Nominations can come from an individual or group and should be accompanied by examples of the individual’s work, via link(s) or media files of an event or a composite of the individual’s career work. AMS membership is not required to submit an award nomination. The nominator is responsible for uploading the entire nomination package, which must include a citation of no more than 25 words, a letter of support, and a biography of the nominee. Nominations are due by 1 May.
- Citation (limit of 25 words)
- Nomination letter (3 pages maximum)
- Nominee biography (2 pages maximum)
- One letter of support (2 pages maximum)
- If, as recommended, broadcast content is provided, and if this is submitted in the form of URLs, then these links must be fully and freely accessible.
June Bacon-Bercey (1928-2019)
June Bacon-Bercey was a pioneer as a broadcast meteorologist holding a degree in the science, and a powerful advocate for women and people of color in the atmospheric sciences.
Born in Wichita, Kansas, in 1928 as June Esther Griffin, she studied meteorology at UCLA, where she earned her bachelor’s degree in 1954 despite a counselor’s advice that she pursue home economics instead, becoming the first Black American woman to earn a BS in meteorology. Following graduation, she worked as a forecaster for the U.S. Weather Bureau, and subsequently for the Atomic Energy Commission, assessing the impacts of atomic energy upon the atmosphere.

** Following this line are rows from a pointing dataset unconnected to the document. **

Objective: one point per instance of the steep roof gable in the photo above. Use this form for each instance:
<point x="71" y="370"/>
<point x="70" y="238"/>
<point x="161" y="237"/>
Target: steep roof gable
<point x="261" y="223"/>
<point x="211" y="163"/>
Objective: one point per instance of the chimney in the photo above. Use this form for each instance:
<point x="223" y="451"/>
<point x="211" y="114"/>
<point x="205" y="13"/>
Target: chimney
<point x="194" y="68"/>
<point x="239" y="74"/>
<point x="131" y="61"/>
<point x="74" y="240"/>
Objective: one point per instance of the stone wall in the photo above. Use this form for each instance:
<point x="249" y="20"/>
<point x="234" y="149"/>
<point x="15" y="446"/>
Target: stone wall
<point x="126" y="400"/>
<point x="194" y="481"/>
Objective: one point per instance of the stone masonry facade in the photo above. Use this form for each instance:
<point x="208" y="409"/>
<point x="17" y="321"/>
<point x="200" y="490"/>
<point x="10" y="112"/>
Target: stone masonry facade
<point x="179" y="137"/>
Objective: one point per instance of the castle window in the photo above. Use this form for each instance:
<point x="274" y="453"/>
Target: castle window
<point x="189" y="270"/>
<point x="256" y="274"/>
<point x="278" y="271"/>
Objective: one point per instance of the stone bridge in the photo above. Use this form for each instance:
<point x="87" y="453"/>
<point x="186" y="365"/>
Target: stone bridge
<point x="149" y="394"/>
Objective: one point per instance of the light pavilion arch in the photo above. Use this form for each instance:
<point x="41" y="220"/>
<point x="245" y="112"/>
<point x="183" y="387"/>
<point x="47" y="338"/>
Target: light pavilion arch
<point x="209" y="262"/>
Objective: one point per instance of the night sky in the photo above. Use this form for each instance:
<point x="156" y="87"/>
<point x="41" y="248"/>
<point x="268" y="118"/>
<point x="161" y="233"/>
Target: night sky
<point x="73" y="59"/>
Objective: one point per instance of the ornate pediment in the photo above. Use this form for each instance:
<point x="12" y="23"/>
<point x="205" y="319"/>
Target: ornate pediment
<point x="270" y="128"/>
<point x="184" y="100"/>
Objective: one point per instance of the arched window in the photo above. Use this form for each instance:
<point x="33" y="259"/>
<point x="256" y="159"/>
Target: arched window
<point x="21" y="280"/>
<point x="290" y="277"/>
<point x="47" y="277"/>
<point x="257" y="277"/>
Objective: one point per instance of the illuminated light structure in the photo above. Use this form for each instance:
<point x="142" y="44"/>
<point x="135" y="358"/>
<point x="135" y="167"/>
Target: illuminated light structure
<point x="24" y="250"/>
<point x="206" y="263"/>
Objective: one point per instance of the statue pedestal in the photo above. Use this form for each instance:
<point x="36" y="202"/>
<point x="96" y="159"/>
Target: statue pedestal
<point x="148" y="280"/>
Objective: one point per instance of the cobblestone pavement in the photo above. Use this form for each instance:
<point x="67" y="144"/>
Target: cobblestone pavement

In the 1960s, Bacon-Bercey returned to the National Weather Service as a Radar Meteorologist, while studying journalism at NYU. In 1970, she became a science reporter for WGR-TV, Buffalo, and within four months had become Chief Meteorologist for the station.
In 1972, her accomplishments were recognized with the AMS Seal of Approval for excellence in television weathercasting, the first woman and first Black American to receive the Seal. She returned to the National Oceanic and Atmospheric Administration in 1979, as Chief, Weather and Television Services. She focused on educating the public, while continuing to with pioneering efforts to expose women and other minorities to careers in meteorology / atmospheric sciences. She did all this while working as an aviation meteorologist and teaching new technologies to forecasters.
She established a scholarship for women in meteorology in 1977, and helped fund the Jackson State University meteorology program to bring more Black Americans into the field. Finding support through several professional associations, she was the first Black American member of the New York Academy of Sciences, and held leadership positions in the American Meteorological Society, American Geophysical Union, and Women in Science and Engineering. She partnered with Warren M. Washington as a co-founder and first chair of the AMS Board on Women and Minorities. In addition, she served on the board of directors of the National Consortium for Black Professional Development.